You know, just because there’s no record in Scriptures of it ever occurring, doesn’t mean Jesus didn’t first warm up his crowds.
SERMON ON THE MOUNT
“My previous Sermon on the Mount Tour stop was in my hometown of Nazareth, and boy, that crowd was rough. They were so rough, I was practically dismounted. I tell ya, no respect. What’s that saying, you can always go home again? Verily, verily, I say unto you – you can’t.”
FEEDING THE 5000
“Wow, what a great crowd. A huge crowd. You guys are awesome. Y’all were walking around the end of the lake, and I thought, man, it will take me forever to go that way. So glad I can walk on water. Ziiiiiippp!!! And here I am. Moses couldn’t do that.

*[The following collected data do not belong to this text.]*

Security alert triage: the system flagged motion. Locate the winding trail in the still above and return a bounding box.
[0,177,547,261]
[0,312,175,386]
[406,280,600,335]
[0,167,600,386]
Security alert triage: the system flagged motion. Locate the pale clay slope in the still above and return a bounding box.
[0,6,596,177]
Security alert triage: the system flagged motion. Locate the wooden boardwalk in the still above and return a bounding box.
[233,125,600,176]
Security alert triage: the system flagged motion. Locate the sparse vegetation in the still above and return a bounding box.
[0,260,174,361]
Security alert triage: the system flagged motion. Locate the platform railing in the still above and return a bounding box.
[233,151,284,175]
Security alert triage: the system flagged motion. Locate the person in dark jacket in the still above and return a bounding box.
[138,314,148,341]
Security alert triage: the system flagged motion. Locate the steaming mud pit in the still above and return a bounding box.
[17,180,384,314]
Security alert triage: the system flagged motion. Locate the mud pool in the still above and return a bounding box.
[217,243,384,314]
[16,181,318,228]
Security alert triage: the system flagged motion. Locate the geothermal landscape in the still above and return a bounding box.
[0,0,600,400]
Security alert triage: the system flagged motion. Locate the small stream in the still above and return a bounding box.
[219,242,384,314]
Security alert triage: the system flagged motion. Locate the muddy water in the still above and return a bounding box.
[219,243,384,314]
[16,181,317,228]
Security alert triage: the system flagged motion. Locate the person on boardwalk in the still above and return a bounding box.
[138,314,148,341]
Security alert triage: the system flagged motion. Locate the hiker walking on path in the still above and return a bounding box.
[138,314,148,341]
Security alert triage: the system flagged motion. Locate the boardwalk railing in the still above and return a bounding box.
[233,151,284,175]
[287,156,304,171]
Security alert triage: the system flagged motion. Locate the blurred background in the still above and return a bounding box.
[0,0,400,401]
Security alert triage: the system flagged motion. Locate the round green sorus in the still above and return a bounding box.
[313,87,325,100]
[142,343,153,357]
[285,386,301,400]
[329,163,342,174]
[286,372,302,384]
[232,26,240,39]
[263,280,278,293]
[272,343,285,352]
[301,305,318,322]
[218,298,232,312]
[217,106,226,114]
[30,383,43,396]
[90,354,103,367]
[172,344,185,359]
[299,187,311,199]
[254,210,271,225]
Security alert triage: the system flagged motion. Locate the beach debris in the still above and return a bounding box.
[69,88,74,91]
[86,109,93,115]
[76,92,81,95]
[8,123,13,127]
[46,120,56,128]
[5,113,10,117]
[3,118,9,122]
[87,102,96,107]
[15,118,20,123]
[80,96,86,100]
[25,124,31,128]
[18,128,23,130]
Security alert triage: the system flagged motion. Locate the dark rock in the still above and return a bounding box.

He’s up in heaven, looking at Yahweh, saying ‘That would have been nice’.”
“Before dinner, let me tell you a funny story. So I was with my disciples yesterday, walking somewhere, and I ask Nathaniel, ‘How many hairs are on your head?’ Cos I totally know the answer, right? And he says, ‘All of them?’ We all laughed so hard. And he’s like, ‘What? What’d I say?’”
DISTRICT OF DALMANUTHA (Mk 8:15)
“I see a couple Pharisees in the crowd today. Actually, I didn’t have to see them to know they were here. I tripped on their phylacteries while coming up the hillside. Seriously, though, I’m glad they came, even though only two are here. I guess the rest didn’t think it was worth the tassel.”
AT THE SEA OF GALILEE
“So I was doing a charity gig up in Capernaum, and I healed Peter’s mother-in-law. No, no – no mother-in-law jokes. I’ve no experience when it comes to mothers-in-law. But later, I hear her telling her neighbor, ‘Sure, healing me was great, but a real miracle would be turning Peter into a better fisherman’.”
IN A SYNAGOGUE
“That passage from Tobit reminds me of a story about my dear mother, Mary. You see, she too had been visited by an angel. Gabriel had come to her, saying “Hail, full of grace!” And she looked at him and said, “I’m awfully sorry, but can you come back in ten minutes? I’m praying my rosary.”
Hmmm. Given the way some priests start all their homilies with a joke or two, they’d have no trouble believing Jesus warmed up the crowds before teaching them.